Mexican Feature Film Jury
Trevor Groth
He grew up in Salt Lake City, Utah and started attending the US Film Festival (which later became the Sundance Film Festival) while in high school. He began working for the Sundance Institute in their development department and at their filmmaker labs while in film school at the University of Utah. Upon his graduation in 1993 he moved to Los Angeles to join the programming staff. Trevor Groth is Senior Programmer for the Sundance Film Festival, where he has worked since 1993. He programs narrative and documentary features and is the head of the short film section of the festival. He is also Director of Programming for CineVegas. In its sixth year under his guidance, CineVegas has emerged as one of the hottest film festivals in the United States.
He helped to conceive and produce the Sundance Online Film Festival, which marked the first time that one of the major international festivals showcased their short films online. He has been a guest curator, panelist and juror for numerous international festivals, as well as a consultant on a number of film productions and for IFILM.com.
Peter Scarlet
Has been with New York City’s Tribeca Film Festival since October 2002, serving as its Executive Director until June 2007 when he was promoted to Artistic Director. He is the event’s chief programmer, and is primarily responsible for its programming of foreign films in all of the festival’s different sections, mainly its narrative and documentary features, and the groundbreaking restored/rediscovered section. He had previously served as Director General of the Cinémathèque Française in Paris, the first American to hold that prestigious position.
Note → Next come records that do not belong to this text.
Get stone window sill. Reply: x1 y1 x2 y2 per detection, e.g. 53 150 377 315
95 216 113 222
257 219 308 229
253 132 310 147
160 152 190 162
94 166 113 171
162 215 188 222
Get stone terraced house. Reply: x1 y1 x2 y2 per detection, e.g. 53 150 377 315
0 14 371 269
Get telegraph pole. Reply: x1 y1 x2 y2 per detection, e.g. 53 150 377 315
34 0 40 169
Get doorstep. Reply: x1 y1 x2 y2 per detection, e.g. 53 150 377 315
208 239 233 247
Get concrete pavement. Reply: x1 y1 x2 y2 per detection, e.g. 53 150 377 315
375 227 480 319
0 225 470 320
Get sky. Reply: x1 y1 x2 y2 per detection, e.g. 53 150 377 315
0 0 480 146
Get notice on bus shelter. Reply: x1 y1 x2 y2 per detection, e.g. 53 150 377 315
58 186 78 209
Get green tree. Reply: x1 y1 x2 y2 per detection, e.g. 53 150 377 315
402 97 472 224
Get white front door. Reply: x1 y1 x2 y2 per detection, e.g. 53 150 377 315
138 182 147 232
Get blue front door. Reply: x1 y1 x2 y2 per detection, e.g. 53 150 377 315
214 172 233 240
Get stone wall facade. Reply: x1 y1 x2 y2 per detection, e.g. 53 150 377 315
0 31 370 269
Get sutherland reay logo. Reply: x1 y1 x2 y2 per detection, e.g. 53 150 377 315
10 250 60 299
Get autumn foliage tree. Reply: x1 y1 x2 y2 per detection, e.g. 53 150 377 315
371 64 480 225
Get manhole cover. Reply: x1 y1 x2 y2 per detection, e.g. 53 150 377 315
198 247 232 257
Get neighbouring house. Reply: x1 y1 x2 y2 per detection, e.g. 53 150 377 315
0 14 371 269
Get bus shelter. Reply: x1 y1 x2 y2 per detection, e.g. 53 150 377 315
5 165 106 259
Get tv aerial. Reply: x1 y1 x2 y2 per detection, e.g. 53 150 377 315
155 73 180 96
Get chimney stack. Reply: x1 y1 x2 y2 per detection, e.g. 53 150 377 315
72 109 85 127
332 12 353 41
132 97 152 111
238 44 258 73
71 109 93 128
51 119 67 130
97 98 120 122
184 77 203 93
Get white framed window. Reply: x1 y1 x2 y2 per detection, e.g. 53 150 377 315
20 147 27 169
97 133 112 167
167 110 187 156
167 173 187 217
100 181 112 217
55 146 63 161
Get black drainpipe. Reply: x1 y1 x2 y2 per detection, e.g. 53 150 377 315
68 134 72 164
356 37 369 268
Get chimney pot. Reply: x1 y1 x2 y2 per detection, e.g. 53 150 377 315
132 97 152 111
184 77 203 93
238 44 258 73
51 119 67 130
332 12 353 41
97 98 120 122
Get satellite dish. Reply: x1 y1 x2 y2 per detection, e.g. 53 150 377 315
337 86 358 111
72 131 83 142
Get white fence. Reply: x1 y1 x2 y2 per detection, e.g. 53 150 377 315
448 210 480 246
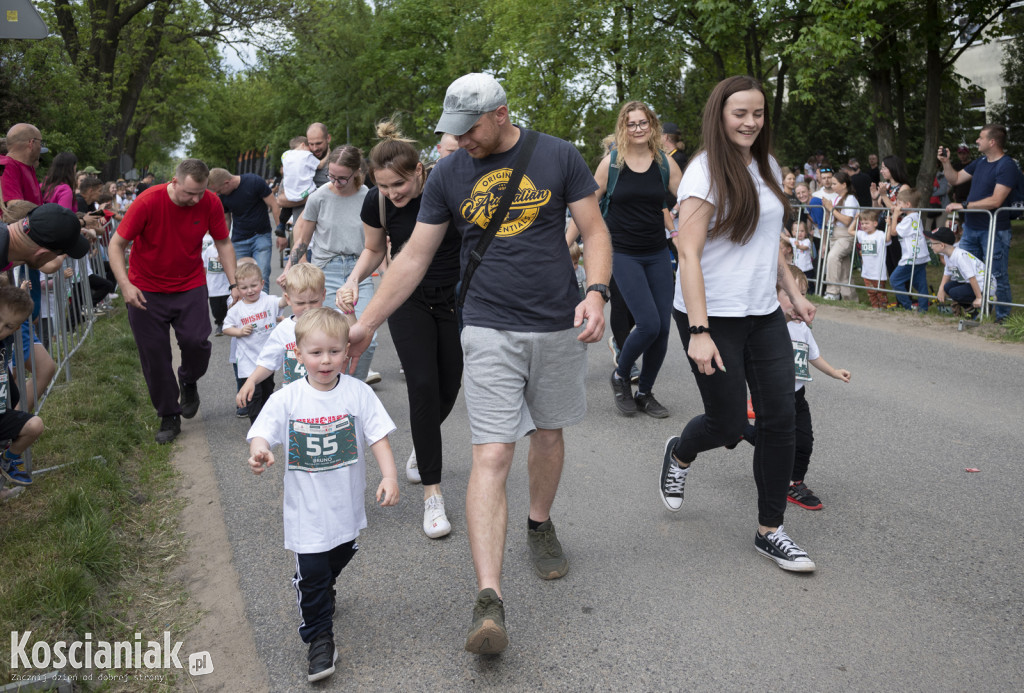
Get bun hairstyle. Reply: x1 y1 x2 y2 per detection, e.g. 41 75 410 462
369 116 423 180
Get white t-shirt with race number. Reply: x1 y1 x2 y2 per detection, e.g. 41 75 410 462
246 376 395 554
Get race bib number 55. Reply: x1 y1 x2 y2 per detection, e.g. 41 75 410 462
288 417 359 472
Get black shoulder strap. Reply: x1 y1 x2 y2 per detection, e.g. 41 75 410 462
459 130 538 308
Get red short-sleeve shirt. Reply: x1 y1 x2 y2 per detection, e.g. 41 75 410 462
118 183 227 294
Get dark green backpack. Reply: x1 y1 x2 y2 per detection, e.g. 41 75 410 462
601 149 669 216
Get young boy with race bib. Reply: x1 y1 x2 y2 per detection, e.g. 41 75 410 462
248 307 398 681
743 267 850 510
236 262 327 407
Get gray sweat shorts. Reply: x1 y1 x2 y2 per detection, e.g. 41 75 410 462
462 326 587 445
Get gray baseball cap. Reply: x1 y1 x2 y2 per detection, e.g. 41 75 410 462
434 73 508 136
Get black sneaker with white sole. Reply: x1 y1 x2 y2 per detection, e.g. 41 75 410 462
657 435 690 513
306 633 338 681
754 525 816 572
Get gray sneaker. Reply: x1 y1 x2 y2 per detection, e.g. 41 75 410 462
466 588 509 654
526 520 569 580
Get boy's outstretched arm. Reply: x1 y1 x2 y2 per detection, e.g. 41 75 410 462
811 356 850 383
249 436 276 474
370 436 398 506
Prior to that, Mr. Scarlet served for 19 years (1983- 2001) as Artistic Director of the San Francisco International Film Festival. Under his leadership, this festival, the oldest event of its kind in the Americas (founded in 1957), reclaimed a place among the most adventurous and widely respected international film festivals; at the same time its attendance increased more than three-fold. In addition, Mr. Scarlet is host and programmer of the Cinemondo series of foreign films on LinkTV.
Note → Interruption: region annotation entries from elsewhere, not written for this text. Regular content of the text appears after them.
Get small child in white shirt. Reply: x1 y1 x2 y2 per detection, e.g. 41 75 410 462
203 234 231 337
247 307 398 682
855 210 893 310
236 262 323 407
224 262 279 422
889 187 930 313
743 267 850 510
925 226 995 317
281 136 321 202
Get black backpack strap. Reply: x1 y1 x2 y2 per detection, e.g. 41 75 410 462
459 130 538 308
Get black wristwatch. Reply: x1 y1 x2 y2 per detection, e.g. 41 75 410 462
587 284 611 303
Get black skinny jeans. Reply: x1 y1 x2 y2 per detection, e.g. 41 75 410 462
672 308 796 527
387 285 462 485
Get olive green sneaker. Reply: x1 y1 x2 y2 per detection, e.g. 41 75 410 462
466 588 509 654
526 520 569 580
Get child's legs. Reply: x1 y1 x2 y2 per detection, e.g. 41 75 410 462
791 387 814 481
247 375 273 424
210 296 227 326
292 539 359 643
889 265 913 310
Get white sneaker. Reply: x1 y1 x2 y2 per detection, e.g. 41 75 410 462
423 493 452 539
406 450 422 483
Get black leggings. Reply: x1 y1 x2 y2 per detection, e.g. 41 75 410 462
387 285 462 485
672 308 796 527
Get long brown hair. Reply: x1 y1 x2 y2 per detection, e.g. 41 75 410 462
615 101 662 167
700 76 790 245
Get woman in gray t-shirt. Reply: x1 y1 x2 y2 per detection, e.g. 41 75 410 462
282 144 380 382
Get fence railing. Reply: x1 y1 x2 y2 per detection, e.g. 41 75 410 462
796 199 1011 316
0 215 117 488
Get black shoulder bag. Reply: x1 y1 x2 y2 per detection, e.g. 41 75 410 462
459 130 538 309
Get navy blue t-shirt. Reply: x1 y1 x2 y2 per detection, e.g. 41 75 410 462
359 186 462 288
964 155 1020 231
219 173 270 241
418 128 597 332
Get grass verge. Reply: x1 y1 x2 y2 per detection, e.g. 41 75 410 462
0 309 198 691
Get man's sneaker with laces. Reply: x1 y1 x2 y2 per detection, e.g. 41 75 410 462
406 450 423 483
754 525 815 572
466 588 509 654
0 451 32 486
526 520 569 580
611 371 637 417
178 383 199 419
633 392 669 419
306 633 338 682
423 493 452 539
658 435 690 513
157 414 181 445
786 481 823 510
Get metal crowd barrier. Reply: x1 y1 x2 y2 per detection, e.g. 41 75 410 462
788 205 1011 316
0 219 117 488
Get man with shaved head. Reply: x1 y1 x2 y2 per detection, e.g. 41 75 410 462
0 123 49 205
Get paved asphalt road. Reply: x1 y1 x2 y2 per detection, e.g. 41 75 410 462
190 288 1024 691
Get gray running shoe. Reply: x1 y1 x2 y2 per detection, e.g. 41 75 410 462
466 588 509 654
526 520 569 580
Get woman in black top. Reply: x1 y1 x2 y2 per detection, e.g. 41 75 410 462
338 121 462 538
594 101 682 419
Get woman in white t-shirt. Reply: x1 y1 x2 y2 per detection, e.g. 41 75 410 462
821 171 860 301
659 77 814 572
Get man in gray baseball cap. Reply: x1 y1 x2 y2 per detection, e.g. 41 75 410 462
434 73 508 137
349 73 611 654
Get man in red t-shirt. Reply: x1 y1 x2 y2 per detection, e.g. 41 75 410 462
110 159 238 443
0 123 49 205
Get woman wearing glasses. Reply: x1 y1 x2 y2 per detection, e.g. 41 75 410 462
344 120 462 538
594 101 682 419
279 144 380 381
He has served on juries at festivals all over the world, and taught university-level film courses in film history, production and theory for eight years. He was named Chevalier dans l’Ordre des Arts et des Lettres by the French Government.
Cecilia Suárez
Mexican actress. She attended the Theater Faculty of Illinois State University (USA) and got an acting degree in 1995. She was part of the following plays: Santos & Santos (1996); Everyman (1995-96); The Crucible (1995); Henry IV, Part II (Illinois Shakespeare Festival, 1995-96); and The Macbeth Project (1994), where she appeared as Lady Macbeth. In México she acted in the short films Nic Habana (1997), by María Fernanda Suárez, Table Dance (1997), by Gerardo Pardo and Lección relámpago (2007) by Alejandro Lubezki. Some of her films are Sexo, pudor y lágrimas (1999); Spanglish (2004); The Three Burials of Melquiades Estrada (2005), Un mundo maravilloso (2006), and Blue Eyelids (2007).